Pregnancy complications and autoimmune diseases in women: systematic review and meta-analysis.

Autor: Singh M; Institute of Applied Health Research, University of Birmingham, Birmingham, UK., Fayaz FFA; Institute of Applied Health Research, University of Birmingham, Birmingham, UK., Wang J; Institute of Applied Health Research, University of Birmingham, Birmingham, UK., Wambua S; Institute of Applied Health Research, University of Birmingham, Birmingham, UK., Subramanian A; Institute of Applied Health Research, University of Birmingham, Birmingham, UK., Reynolds JA; Institute of Inflammation and Ageing, University of Birmingham, Birmingham, UK., Nirantharakumar K; Institute of Applied Health Research, University of Birmingham, Birmingham, UK. k.nirantharan@bham.ac.uk., Crowe F; Institute of Applied Health Research, University of Birmingham, Birmingham, UK.
Jazyk: angličtina
Zdroj: BMC medicine [BMC Med] 2024 Aug 26; Vol. 22 (1), pp. 339. Date of Electronic Publication: 2024 Aug 26.
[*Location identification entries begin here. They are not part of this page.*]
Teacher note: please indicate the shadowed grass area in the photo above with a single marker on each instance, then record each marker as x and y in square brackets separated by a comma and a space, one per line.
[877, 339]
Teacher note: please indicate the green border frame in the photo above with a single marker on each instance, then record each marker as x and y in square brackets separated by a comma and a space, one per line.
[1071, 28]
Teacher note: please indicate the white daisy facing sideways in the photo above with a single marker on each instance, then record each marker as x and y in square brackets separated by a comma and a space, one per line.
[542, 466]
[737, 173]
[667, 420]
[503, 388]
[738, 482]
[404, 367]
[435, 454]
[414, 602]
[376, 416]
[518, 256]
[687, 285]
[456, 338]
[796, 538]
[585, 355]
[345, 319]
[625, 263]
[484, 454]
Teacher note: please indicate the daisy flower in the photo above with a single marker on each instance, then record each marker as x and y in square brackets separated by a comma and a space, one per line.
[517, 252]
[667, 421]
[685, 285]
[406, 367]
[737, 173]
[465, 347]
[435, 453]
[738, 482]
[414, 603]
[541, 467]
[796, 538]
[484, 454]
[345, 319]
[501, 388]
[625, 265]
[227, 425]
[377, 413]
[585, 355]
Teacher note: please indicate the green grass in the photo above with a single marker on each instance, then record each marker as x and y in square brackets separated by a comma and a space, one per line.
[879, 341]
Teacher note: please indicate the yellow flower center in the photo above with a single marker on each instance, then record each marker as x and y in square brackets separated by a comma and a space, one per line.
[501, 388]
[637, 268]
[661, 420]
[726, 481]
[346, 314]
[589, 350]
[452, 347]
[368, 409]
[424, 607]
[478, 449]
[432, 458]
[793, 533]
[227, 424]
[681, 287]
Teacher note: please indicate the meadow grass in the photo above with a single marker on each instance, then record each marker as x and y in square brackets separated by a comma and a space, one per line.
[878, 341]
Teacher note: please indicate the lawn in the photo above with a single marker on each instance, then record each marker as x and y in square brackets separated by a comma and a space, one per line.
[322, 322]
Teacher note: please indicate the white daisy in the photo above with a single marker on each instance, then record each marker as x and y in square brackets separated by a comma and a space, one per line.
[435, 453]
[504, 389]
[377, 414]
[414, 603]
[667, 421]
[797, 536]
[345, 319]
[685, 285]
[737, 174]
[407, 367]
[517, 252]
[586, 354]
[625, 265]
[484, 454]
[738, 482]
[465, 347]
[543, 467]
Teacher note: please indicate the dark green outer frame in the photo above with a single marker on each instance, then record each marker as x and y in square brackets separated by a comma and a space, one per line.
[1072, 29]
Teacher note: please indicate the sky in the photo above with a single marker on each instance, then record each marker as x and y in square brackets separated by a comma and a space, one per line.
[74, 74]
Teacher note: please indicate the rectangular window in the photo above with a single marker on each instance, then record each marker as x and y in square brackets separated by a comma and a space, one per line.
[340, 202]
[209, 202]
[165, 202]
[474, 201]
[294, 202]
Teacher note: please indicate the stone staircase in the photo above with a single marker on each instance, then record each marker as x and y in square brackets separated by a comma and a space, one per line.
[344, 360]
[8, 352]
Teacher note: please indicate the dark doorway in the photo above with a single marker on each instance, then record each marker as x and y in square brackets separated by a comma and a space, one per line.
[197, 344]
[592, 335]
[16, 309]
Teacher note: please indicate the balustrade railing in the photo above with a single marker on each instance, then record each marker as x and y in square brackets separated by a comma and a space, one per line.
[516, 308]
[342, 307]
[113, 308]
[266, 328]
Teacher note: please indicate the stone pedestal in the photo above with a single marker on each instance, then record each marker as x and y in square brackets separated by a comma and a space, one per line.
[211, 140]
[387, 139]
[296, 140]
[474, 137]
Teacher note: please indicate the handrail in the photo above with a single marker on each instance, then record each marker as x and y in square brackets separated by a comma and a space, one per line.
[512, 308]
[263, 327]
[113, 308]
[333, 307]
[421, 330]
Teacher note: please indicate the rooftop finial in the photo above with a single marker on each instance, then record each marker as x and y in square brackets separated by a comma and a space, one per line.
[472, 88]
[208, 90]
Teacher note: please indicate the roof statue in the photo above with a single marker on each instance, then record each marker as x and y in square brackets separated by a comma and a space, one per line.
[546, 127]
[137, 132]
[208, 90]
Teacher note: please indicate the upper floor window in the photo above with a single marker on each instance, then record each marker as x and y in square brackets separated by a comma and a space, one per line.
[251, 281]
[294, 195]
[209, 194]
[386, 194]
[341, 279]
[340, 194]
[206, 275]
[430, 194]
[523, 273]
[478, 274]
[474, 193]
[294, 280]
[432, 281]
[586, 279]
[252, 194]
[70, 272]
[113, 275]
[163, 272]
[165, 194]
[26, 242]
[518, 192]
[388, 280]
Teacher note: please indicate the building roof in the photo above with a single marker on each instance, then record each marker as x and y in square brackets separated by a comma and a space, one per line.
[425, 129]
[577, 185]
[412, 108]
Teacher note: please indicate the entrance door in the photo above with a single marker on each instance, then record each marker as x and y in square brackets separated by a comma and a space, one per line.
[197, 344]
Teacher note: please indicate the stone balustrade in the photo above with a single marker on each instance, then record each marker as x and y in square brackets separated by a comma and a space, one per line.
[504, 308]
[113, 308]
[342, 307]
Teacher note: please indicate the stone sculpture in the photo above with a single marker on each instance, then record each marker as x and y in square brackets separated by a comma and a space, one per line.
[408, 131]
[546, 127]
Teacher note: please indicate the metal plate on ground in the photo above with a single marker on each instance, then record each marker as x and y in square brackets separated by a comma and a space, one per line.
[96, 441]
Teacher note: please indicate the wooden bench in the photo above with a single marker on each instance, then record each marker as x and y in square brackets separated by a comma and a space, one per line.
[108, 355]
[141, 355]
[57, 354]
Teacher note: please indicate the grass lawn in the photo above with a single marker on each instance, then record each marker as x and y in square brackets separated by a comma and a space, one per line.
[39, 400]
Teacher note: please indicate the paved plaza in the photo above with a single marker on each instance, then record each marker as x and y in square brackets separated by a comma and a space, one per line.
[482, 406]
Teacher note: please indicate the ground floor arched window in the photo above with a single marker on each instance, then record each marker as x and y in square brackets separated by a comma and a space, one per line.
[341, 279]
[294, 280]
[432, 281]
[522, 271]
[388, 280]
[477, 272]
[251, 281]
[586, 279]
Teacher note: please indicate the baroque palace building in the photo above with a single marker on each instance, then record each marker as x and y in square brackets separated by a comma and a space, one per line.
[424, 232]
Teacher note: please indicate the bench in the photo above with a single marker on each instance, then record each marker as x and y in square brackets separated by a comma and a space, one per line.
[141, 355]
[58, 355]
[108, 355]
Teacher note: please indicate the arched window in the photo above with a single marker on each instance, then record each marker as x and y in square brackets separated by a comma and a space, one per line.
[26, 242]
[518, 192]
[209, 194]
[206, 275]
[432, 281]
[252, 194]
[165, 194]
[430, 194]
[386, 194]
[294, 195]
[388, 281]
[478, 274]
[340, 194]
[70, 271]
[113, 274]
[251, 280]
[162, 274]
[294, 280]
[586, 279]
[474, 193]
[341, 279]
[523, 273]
DOI: 10.1186/s12916-024-03550-5
Abstrakt: Background: Pregnancy complications might lead to the development of autoimmune diseases in women. This review aims to summarise studies evaluating the association between pregnancy complications and the development of autoimmune diseases in women.
Methods: Medline, CINAHL, and Cochrane databases were searched up to January 2024. Nineteen pregnancy complications and 15 autoimmune conditions were included. Title, abstract, full-text screening, data extraction, and quality assessment were performed by two reviewers independently. Data were synthesised using narrative and quantitative methods. Results were presented using odds ratios (OR), relative risks (RR), incidence rate ratios (IRR), and 95% confidence intervals (CI).
Results: Thirty studies were included. One study reported composite exposure to pregnancy complications had a risk of any autoimmune disease RR 3.20 (2.90-3.51) compared to women without pregnancy complications. Women with hyperemesis gravidarum had a higher risk of developing coeliac disease (n = 1) IRR 1.98 (1.27-2.94), Crohn's disease (n = 1) IRR 1.61 (1.25-2.04), psoriasis (n = 1) IRR 1.33 (1.01-1.71), and rheumatoid arthritis (n = 2) IRR 1.35 (1.09-1.64). Miscarriage associated with subsequent diagnosis of Sjogren syndrome (n = 2) IRR 1.33 (1.06-2.81) and rheumatoid arthritis (n = 4) OR 1.11 (1.04-1.20). Gestational hypertension/preeclampsia was linked with the development of systemic sclerosis (n = 2) IRR 2.60 (1.10-4.60) and T1DM (n = 2) IRR 2.37 (2.09-2.68). Stillbirth associated with composite autoimmune conditions (n = 2) RR 5.82 (95% CI 4.87-6.81) and aIRR 1.25 (1.12-1.40). Postpartum psychosis was associated with autoimmune thyroid disease (n = 1) aIRR2.26 (1.61-2.90).
Conclusions: Women with pregnancy complications subsequently had a higher risk of being diagnosed with autoimmune conditions. Whether this is due to pre-existing undiagnosed health conditions or being causally linked to pregnancy complications is not known.